LANDSCAPE AND PORTRAIT PAINTING

"He causeth the grass to grow for the cattle, and herb for the service of man: that he may bring forth fruit out of the earth."—Psalms civ. 14.

[1. The Value "Ugly" in the Mouth of the Creator.]

In the last section of this lecture, I told you of three kinds of ugliness. I said there was the ugliness of chaos and disorder, which provokes the hate of the layman, and which the artist overcomes. I spoke of the ugliness of form in Art, which appeared when the artist had failed in his endeavour to master disorder, or when he had selected a subject already ordered, in which he has left himself no scope for manifesting his power; and I also pointed to that ugliness of subject in Art, in which the ordinary beholder, as well as the artist, recognizes the degeneration of his type or a low example of it.

There is, however, a fourth aspect of ugliness, and that is the esoteric postulation of the value "ugly" by the creator.

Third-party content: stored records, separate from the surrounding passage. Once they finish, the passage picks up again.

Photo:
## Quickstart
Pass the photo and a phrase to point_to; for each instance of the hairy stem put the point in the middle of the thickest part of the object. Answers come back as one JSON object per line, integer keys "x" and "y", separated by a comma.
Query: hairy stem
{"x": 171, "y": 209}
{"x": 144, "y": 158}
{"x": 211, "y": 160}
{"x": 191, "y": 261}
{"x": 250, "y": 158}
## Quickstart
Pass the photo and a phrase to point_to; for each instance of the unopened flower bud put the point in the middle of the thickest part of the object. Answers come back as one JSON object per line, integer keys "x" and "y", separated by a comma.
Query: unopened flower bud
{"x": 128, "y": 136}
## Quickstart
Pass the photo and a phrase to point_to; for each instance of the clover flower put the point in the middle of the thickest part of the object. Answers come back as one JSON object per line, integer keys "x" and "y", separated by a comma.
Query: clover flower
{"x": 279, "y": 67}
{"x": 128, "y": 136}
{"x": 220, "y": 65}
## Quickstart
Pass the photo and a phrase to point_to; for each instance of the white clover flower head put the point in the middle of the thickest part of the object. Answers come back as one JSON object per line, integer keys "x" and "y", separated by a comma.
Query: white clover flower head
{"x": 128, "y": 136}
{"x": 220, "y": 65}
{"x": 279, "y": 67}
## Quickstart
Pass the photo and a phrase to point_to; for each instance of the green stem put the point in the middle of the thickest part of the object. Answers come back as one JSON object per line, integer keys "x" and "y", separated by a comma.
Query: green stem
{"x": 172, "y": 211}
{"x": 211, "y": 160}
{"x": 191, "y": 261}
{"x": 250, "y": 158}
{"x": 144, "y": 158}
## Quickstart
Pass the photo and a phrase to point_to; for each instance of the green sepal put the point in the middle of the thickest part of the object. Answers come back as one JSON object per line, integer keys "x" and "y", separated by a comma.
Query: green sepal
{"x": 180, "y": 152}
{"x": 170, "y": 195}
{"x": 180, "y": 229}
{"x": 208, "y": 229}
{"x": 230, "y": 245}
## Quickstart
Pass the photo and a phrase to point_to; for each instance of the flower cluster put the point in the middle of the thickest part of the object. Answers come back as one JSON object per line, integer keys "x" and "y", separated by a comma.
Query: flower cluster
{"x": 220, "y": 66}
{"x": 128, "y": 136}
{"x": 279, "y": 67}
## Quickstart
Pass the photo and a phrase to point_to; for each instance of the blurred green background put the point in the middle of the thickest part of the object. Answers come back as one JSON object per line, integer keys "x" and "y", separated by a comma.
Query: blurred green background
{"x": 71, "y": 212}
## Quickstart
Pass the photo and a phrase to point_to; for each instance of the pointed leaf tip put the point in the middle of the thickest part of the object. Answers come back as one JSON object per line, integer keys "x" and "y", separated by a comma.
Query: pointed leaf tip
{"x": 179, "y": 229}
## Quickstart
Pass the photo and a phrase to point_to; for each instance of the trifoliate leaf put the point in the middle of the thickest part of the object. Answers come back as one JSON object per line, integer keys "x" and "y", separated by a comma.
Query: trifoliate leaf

I have shown how creating also involves giving, and therefore loss—just as procreation does; but what is the precise meaning of the word "ugly" in the mouth of the Dionysian artist?

We must remember that his eyes are not our eyes, and that his mind is not our mind. He cannot look at Life without enriching her. But what is his attitude to the transfigurations of former artists?

Before these the Dionysian artist can feel only loathing, and, in a paroxysm of hatred, he raises his axe and shatters the past into fragments. All around him, a moment before, people said: "The world is beautiful!" But he, thoroughly alone, groans at its unspeakable ugliness.

He rejoices as he sees the fragments fly beneath his mighty weapon, and the greater the beauty of the thing he destroys, the higher is his exultation. For, to him, "the joy in the destruction of the most noble thing and at the sight of its gradual undoing," is "the joy over what is coming and what lies in the future," and this "triumphs over actual things, however good they may be."[1]

What he calls "ugly," then, has nothing whatsoever in common with any other concept of ugliness; it is simply the outcome of his creative spirit "which compels him to regard what has existed hitherto as no longer acceptable, but as botched, worthy of being suppressed—ugly!"[2] And thus it is peculiar to him alone.

I have shown you that Nietzsche explains pleasure, æsthetically, as the appropriation of the world by man's Will to Power. Pain, or evil, now obtains its æsthetic justification. It is the outcome of the destruction that the creator spreads in a world of Becoming; it is the periodical smashing of Being by the Dionysian creator who can endure Becoming. No creator can tolerate the past save as a thing which once served as his schooling. But a people are usually one with their past. To them it is at once a grandfather, a father, and an elder brother. In a trice the creator deprives them of these relatives. Through him they are made orphans, brotherless and alone. Hence the pain that is inevitably associated with the joy of destruction and of creation.